Most enterprises have run AI pilots. Few have scaled them successfully. The gap between pilot and production is where AI dreams die.
Why Pilots Don't Scale
Technical debt: Quick pilots create systems that can't scale.
Data access: Pilots use sample data; production needs real data pipelines.
Integration: Pilots are standalone; production requires integration.
Governance: Pilots skip governance; production requires it.
The Scaling Framework
Stage 1 - Prove: Demonstrate value with controlled pilot.
Stage 2 - Productionize: Rebuild for reliability, security, scale.
Stage 3 - Integrate: Connect to enterprise systems and processes.
Stage 4 - Scale: Expand to additional use cases and users.
Technical Requirements
MLOps: Automated pipelines for training, deploying, monitoring.
Infrastructure: Scalable compute and storage.
Monitoring: Track model performance in production.
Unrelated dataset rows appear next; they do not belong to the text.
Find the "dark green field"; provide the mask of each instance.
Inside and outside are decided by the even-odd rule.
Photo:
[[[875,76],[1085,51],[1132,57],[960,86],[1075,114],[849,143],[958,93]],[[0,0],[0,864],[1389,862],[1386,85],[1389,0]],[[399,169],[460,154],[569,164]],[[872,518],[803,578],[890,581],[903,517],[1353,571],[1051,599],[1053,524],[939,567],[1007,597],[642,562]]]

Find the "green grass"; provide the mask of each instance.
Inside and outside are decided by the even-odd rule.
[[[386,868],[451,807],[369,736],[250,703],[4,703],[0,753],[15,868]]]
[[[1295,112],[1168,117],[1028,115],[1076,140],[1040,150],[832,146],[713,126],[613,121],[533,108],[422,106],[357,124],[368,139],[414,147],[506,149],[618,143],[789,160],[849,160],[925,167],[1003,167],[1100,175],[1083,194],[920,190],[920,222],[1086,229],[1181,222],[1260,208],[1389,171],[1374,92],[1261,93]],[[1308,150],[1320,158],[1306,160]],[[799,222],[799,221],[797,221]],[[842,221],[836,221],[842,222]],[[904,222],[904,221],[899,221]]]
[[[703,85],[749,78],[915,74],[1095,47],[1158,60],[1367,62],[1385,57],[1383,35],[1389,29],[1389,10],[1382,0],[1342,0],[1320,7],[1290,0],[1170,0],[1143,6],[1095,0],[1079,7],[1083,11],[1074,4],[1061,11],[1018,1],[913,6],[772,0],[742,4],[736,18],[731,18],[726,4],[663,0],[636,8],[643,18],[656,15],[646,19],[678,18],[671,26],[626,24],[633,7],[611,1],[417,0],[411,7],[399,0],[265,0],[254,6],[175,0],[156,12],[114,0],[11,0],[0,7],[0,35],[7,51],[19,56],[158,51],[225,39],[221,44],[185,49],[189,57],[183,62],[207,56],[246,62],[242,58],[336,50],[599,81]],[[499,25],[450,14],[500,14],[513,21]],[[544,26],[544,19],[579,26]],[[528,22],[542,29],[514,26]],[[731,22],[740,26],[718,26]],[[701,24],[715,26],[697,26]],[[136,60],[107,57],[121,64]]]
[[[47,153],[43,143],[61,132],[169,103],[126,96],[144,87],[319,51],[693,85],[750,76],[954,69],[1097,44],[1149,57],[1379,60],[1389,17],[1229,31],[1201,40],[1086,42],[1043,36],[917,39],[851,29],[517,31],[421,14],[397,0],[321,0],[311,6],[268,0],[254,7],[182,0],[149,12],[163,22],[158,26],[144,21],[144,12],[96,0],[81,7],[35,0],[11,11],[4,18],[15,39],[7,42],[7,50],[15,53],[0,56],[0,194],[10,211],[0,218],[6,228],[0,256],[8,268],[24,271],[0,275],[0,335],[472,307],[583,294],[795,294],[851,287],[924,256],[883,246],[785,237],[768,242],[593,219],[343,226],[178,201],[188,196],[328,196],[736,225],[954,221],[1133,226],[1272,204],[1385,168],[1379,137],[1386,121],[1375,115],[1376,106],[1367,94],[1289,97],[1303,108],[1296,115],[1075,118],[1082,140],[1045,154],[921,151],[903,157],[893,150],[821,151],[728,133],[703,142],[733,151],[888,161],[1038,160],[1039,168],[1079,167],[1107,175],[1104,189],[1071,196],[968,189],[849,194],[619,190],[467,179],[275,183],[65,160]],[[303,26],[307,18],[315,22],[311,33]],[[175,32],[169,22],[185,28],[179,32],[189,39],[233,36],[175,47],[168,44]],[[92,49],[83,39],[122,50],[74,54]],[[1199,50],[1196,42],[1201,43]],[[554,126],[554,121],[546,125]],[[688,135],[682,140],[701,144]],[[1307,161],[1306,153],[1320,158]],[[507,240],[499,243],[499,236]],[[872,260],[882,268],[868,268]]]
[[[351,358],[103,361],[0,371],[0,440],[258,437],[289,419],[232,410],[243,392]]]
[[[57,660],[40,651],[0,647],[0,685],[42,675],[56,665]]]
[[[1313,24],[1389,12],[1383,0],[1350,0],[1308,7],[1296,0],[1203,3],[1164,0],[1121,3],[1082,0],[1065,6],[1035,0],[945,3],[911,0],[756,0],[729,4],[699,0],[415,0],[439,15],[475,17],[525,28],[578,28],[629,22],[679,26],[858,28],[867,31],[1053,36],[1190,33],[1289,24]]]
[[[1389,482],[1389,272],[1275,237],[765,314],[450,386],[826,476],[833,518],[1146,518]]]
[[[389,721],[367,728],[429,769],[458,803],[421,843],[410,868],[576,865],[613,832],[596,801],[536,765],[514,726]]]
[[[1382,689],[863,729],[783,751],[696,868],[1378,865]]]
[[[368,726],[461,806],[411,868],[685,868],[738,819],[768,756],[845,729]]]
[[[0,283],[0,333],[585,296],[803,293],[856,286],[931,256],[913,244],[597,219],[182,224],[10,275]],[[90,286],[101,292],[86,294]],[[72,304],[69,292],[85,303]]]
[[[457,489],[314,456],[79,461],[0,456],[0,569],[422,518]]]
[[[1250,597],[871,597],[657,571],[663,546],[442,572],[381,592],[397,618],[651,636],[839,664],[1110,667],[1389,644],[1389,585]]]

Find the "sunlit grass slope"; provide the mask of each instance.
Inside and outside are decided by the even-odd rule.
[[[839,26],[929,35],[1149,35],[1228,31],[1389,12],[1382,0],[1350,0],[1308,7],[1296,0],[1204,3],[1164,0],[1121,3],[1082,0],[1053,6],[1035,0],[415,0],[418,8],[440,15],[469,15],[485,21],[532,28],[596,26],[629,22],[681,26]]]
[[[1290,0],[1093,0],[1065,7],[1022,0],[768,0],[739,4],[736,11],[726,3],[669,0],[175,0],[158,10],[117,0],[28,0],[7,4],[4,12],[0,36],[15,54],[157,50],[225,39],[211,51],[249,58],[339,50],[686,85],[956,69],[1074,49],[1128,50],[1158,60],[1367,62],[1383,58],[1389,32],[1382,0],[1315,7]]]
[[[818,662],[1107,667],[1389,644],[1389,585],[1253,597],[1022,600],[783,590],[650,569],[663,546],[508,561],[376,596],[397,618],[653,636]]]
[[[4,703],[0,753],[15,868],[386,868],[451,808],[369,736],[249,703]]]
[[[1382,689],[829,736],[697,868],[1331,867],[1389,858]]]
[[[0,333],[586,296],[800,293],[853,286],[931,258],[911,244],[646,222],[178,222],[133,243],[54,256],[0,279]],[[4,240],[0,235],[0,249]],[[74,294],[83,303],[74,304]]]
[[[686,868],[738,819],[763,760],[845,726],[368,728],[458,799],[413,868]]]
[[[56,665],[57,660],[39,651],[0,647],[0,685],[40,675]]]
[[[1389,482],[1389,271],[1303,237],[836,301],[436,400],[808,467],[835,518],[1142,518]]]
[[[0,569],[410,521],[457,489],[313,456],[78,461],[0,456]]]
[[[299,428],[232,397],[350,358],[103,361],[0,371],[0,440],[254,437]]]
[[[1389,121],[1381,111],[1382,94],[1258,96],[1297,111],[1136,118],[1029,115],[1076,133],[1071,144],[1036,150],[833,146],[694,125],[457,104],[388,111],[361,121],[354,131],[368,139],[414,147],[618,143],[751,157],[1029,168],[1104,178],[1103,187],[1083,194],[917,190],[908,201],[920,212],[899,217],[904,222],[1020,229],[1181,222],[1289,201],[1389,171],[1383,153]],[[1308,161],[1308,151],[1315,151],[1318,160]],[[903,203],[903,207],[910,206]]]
Versioning: Manage model versions and rollbacks.
Organizational Requirements
Operating model: Who owns AI in production?
Skills: Train teams to maintain AI systems.
Governance: Policies for AI development and deployment.
Change management: Help organization adapt to AI.
Common Obstacles
- Underestimating production requirements
- Insufficient ML engineering capability
- Lack of cross-functional alignment
- Moving too fast without proper foundation
Keys to Success
Plan for production from day one. Invest in MLOps early. Build cross-functional teams. Be patient but persistent.